[][src]Crate gbl

Method and apparatus for creating, parsing and manipulating GBL firmware update files.

GBL files are used to implement Over-the-Air (OTA) updates for some microcontrollers. GBL is a container format wrapping the actual flash image. GBL container files can optionally be encrypted and signed.

Existing GBL files can be loaded using Gbl::from_bytes, an application image can be packed into a GBL file using Gbl::from_app_image.

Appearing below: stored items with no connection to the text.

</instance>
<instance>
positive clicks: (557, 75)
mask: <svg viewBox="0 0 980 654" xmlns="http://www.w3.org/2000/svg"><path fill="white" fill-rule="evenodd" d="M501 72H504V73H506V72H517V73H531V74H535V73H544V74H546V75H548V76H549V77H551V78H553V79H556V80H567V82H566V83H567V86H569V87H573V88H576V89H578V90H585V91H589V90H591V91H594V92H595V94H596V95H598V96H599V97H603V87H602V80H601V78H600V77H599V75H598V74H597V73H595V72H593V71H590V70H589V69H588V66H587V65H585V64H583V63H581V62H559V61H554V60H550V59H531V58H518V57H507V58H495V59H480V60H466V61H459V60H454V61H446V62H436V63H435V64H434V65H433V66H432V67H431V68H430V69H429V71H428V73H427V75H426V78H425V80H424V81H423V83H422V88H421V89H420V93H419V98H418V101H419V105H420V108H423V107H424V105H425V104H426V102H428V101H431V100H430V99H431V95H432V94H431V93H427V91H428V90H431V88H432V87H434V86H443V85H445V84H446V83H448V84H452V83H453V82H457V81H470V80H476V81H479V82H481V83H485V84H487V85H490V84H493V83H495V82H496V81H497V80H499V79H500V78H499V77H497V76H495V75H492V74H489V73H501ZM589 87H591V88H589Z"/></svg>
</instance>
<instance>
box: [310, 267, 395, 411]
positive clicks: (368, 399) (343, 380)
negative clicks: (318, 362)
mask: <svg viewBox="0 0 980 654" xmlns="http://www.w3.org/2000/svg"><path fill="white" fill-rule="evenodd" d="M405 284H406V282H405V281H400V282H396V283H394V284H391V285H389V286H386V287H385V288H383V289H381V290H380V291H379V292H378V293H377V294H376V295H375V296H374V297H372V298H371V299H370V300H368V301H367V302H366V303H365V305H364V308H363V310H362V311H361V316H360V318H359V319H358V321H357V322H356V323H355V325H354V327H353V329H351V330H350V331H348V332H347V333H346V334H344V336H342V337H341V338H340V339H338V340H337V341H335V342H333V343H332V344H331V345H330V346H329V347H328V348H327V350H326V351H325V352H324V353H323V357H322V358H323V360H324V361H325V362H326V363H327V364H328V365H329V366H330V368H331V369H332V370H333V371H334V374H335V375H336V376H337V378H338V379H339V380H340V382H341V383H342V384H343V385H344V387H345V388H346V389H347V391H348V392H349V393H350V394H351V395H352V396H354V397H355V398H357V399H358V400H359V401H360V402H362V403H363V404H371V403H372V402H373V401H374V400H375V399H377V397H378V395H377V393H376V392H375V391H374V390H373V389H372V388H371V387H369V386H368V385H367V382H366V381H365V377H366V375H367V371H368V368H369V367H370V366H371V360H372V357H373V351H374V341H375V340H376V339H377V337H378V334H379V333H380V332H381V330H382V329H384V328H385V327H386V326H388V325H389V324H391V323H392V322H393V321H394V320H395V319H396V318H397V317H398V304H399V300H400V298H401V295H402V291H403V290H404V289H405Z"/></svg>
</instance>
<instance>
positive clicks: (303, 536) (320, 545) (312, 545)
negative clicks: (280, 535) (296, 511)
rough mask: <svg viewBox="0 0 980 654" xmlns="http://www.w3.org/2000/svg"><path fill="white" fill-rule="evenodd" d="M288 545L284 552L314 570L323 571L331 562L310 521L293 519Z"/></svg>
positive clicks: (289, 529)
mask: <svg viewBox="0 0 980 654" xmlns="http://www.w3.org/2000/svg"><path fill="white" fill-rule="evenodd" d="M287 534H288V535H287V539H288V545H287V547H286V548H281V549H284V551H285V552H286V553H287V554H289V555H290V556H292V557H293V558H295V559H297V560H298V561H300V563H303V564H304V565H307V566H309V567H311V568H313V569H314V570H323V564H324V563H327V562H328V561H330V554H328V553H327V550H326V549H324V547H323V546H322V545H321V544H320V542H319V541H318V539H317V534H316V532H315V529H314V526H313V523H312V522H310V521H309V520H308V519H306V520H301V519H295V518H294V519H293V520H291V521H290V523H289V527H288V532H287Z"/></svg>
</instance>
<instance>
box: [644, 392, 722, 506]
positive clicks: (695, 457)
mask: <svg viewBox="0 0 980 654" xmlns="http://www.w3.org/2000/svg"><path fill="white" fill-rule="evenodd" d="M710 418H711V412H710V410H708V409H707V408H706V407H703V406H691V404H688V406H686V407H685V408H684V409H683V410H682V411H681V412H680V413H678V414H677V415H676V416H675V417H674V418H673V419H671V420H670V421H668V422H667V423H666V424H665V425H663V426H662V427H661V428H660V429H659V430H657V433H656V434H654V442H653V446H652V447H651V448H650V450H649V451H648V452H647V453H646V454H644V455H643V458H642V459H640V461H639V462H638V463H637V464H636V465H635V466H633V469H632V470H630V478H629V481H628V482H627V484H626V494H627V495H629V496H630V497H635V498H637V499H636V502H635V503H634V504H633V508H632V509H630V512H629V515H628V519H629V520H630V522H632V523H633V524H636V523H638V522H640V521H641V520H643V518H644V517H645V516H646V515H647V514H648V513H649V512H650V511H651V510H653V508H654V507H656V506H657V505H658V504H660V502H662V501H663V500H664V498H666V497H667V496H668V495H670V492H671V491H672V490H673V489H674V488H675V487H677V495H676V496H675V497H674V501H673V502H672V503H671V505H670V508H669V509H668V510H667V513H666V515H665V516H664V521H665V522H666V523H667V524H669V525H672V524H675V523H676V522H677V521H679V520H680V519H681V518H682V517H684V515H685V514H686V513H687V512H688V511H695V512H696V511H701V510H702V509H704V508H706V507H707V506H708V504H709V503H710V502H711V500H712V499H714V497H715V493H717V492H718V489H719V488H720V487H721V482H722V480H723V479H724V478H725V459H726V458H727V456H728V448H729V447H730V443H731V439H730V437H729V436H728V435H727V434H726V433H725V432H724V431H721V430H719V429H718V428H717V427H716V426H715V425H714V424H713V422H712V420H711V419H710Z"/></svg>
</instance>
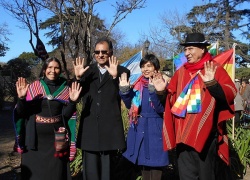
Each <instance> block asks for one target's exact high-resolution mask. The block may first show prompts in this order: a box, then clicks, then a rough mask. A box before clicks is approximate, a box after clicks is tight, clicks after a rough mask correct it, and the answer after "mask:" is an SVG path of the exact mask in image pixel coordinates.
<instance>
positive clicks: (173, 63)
mask: <svg viewBox="0 0 250 180" xmlns="http://www.w3.org/2000/svg"><path fill="white" fill-rule="evenodd" d="M172 65H173V74H172V76H173V75H174V52H173V60H172Z"/></svg>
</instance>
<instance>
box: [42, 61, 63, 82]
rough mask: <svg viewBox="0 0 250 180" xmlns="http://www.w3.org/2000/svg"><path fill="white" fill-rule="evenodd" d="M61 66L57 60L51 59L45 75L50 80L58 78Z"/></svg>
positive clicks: (54, 79)
mask: <svg viewBox="0 0 250 180" xmlns="http://www.w3.org/2000/svg"><path fill="white" fill-rule="evenodd" d="M60 73H61V72H60V66H59V64H58V63H57V62H56V61H51V62H50V63H49V64H48V67H47V69H46V70H45V76H46V77H47V78H48V79H49V80H56V79H57V78H58V77H59V76H60Z"/></svg>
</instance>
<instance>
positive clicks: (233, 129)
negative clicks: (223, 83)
mask: <svg viewBox="0 0 250 180" xmlns="http://www.w3.org/2000/svg"><path fill="white" fill-rule="evenodd" d="M236 45H237V44H236V43H234V44H233V47H232V48H233V67H232V81H233V82H235V46H236ZM234 128H235V116H234V117H233V119H232V139H234V134H235V129H234Z"/></svg>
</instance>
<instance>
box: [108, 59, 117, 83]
mask: <svg viewBox="0 0 250 180" xmlns="http://www.w3.org/2000/svg"><path fill="white" fill-rule="evenodd" d="M117 66H118V60H117V59H116V57H114V56H111V57H109V66H107V65H106V66H105V68H106V69H107V71H108V72H109V74H110V75H111V76H112V77H113V79H115V78H116V77H117Z"/></svg>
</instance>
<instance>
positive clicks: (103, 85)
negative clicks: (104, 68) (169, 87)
mask: <svg viewBox="0 0 250 180" xmlns="http://www.w3.org/2000/svg"><path fill="white" fill-rule="evenodd" d="M117 71H118V75H117V77H116V78H115V79H113V77H112V76H111V75H110V74H109V73H108V71H107V72H106V73H105V74H104V75H103V77H102V81H100V71H99V69H98V67H97V64H96V63H95V64H91V65H90V67H89V69H88V70H87V71H86V72H85V73H84V76H83V77H82V79H81V81H80V83H81V85H82V97H83V98H82V100H83V110H82V114H81V120H80V126H79V132H78V138H77V147H78V148H80V149H82V150H88V151H108V150H117V149H121V150H122V149H124V148H125V137H124V130H123V123H122V117H121V98H120V95H119V77H120V76H121V74H122V73H123V72H126V73H127V74H128V77H129V76H130V71H129V70H128V69H127V68H125V67H122V66H118V67H117Z"/></svg>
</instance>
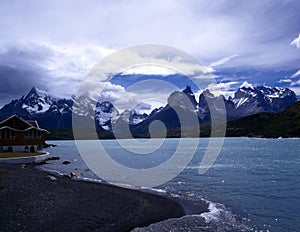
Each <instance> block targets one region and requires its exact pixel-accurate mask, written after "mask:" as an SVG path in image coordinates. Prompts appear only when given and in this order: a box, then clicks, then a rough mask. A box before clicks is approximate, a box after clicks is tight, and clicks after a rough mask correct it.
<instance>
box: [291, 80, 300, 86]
mask: <svg viewBox="0 0 300 232" xmlns="http://www.w3.org/2000/svg"><path fill="white" fill-rule="evenodd" d="M294 86H300V80H297V81H293V82H292V83H291V87H294Z"/></svg>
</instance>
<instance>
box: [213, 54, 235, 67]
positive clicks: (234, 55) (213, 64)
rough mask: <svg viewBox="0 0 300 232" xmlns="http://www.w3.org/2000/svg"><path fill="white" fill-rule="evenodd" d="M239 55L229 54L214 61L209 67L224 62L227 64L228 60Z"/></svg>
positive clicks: (218, 64)
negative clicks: (226, 55)
mask: <svg viewBox="0 0 300 232" xmlns="http://www.w3.org/2000/svg"><path fill="white" fill-rule="evenodd" d="M237 56H238V55H232V56H228V57H224V58H222V59H220V60H217V61H215V62H212V63H211V64H210V65H209V67H215V66H219V65H222V64H225V63H227V62H228V61H230V60H231V59H233V58H234V57H237Z"/></svg>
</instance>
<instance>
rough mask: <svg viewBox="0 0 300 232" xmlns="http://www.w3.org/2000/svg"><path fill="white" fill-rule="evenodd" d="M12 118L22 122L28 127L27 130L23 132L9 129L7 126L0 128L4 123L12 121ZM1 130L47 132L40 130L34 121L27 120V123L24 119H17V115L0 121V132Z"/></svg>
mask: <svg viewBox="0 0 300 232" xmlns="http://www.w3.org/2000/svg"><path fill="white" fill-rule="evenodd" d="M13 118H17V119H18V120H20V121H22V122H23V123H25V124H26V125H28V128H26V129H24V130H18V129H15V128H13V127H9V126H2V127H1V124H4V123H5V122H7V121H9V120H11V119H13ZM2 129H10V130H14V131H28V130H31V129H35V130H38V131H45V132H48V131H47V130H45V129H42V128H40V127H39V124H38V122H37V121H36V120H29V121H26V120H24V119H22V118H21V117H19V116H18V115H16V114H14V115H12V116H10V117H8V118H6V119H4V120H2V121H0V130H2ZM48 133H49V132H48Z"/></svg>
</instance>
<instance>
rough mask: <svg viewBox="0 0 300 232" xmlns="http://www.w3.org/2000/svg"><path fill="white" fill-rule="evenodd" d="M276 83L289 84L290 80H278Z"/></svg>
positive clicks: (289, 79)
mask: <svg viewBox="0 0 300 232" xmlns="http://www.w3.org/2000/svg"><path fill="white" fill-rule="evenodd" d="M278 82H279V83H291V82H292V80H291V79H280V80H279V81H278Z"/></svg>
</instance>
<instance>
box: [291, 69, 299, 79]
mask: <svg viewBox="0 0 300 232" xmlns="http://www.w3.org/2000/svg"><path fill="white" fill-rule="evenodd" d="M298 76H300V70H298V71H297V72H295V73H294V74H293V75H292V76H291V78H295V77H298Z"/></svg>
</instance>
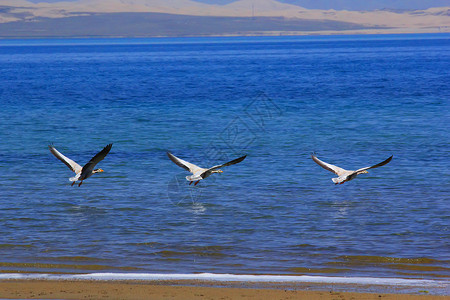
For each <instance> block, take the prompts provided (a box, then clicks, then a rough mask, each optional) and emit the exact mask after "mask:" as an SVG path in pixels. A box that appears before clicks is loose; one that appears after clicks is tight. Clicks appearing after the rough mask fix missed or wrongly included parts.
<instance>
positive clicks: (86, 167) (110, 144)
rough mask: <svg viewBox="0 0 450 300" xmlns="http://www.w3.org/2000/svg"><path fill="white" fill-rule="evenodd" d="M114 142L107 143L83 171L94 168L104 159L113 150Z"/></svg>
mask: <svg viewBox="0 0 450 300" xmlns="http://www.w3.org/2000/svg"><path fill="white" fill-rule="evenodd" d="M111 148H112V144H109V145H107V146H106V147H105V148H103V150H102V151H100V152H99V153H97V154H96V155H95V156H94V157H93V158H91V160H90V161H89V162H88V163H87V164H85V165H84V166H83V171H85V170H93V169H94V167H95V165H96V164H98V163H99V162H100V161H102V160H103V159H104V158H105V156H106V155H108V153H109V151H111Z"/></svg>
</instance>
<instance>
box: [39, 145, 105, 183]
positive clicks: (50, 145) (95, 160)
mask: <svg viewBox="0 0 450 300" xmlns="http://www.w3.org/2000/svg"><path fill="white" fill-rule="evenodd" d="M111 147H112V144H109V145H107V146H106V147H105V148H103V150H102V151H100V152H99V153H97V154H96V155H95V156H94V157H93V158H91V160H90V161H89V162H88V163H87V164H85V165H84V166H83V167H81V166H80V165H79V164H77V163H76V162H74V161H73V160H71V159H70V158H68V157H66V156H64V155H63V154H62V153H61V152H59V151H58V150H56V148H55V147H53V145H49V146H48V149H49V150H50V152H51V153H52V154H53V155H54V156H55V157H56V158H57V159H59V160H60V161H62V162H63V163H64V164H65V165H66V166H68V167H69V169H71V170H72V171H73V172H75V176H74V177H70V178H69V180H70V181H72V186H73V185H74V184H75V182H77V181H78V180H79V181H80V183H79V184H78V186H81V185H82V184H83V180H85V179H87V178H89V177H91V176H92V174H95V173H100V172H103V170H102V169H94V168H95V166H96V165H97V164H98V163H99V162H100V161H102V160H103V159H104V158H105V156H106V155H108V153H109V151H110V150H111Z"/></svg>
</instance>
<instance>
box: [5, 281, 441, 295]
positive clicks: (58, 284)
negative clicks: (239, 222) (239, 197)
mask: <svg viewBox="0 0 450 300" xmlns="http://www.w3.org/2000/svg"><path fill="white" fill-rule="evenodd" d="M197 283H198V282H197ZM0 298H8V299H152V300H153V299H175V300H178V299H179V300H189V299H310V300H317V299H326V300H345V299H348V300H351V299H352V300H359V299H361V300H372V299H373V300H375V299H383V300H394V299H396V300H407V299H412V300H414V299H417V300H419V299H423V300H425V299H427V300H433V299H436V300H437V299H439V300H444V299H449V298H448V297H445V296H434V295H407V294H381V293H355V292H335V291H308V290H304V289H301V287H300V290H296V289H292V287H291V288H290V289H283V288H273V287H270V286H269V287H267V288H250V287H244V288H242V287H229V286H228V287H227V286H225V287H222V286H221V287H217V286H216V287H212V286H203V285H200V286H183V285H180V282H172V284H170V283H168V282H165V283H160V282H152V281H147V282H136V281H133V282H132V281H128V282H117V281H66V280H60V281H58V280H55V281H52V280H4V281H0Z"/></svg>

In addition to that, the crate also contains utilities for reading and signing raw application images created by the firmware build process, which can be used to enable secure boot. Refer to the AppImage type and the below example for details.

Examples

Demonstrates signing an app image for secure boot, then building, signing and encrypting a GBL file containing it:

let image_bytes = include_bytes!("../test-data/empty/empty.bin");
let signing_key = P256KeyPair::from_pem(include_str!("../test-data/signing-key"))?;
let encrypt_key = include_str!("../test-data/aes-key-tokens");

let image = AppImage::parse(image_bytes.as_ref())?;
let signed_image = image.sign(&signing_key)?;

let gbl = Gbl::from_app_image(signed_image);
// Use `gbl.push_data_section` here to add more data to the container
let encrypted = gbl.encrypt(AesKey::from_token_file(encrypt_key)?);
let signed = encrypted.sign(&signing_key)?;

Attempting many kinds of invalid operations (here, encrypting a GBL after signing it), will fail to compile due to invalid typestate:

This example deliberately fails to compile
let gbl = Gbl::from_app_image(image);
let signed = gbl.sign(signing_key)?;
let encrypted = signed.encrypt(aes_key);
error[E0599]: no method named `encrypt` found for type `gbl::Gbl<gbl::marker::NotEncrypted<'_>, gbl::marker::Signed<'_>>` in the current scope
  --> src/lib.rs:57:24
   |
17 | let encrypted = signed.encrypt(aes_key);
   |                        ^^^^^^^

The correct order of operations would be to encrypt before signing the GBL, which compiles fine:

let gbl = Gbl::from_app_image(image);
let encrypted = gbl.encrypt(aes_key);
let signed = encrypted.sign(signing_key)?;

Re-exports

pub extern crate uuid;

Modules

marker

Contains marker types used to implement type state for encrypted and signed GBLs.

Structs

AesKey

A symmetric AES-128 encryption/decryption key.

AppImage

A flash image containing application data.

AppInfo

An application info structure.

Error

The error type used by this library.

Gbl

In-memory representation of a GBL file.

P256KeyPair

An elliptic curve key pair (on P-256 / secp256r1 / prime256v1).

P256PublicKey

A public P-256 key (aka secp256r1 / prime256v1).

ProgramData

A chunk of program data to be programmed to a specified flash address.

Enums

ErrorKind

The different kinds of errors that can occur.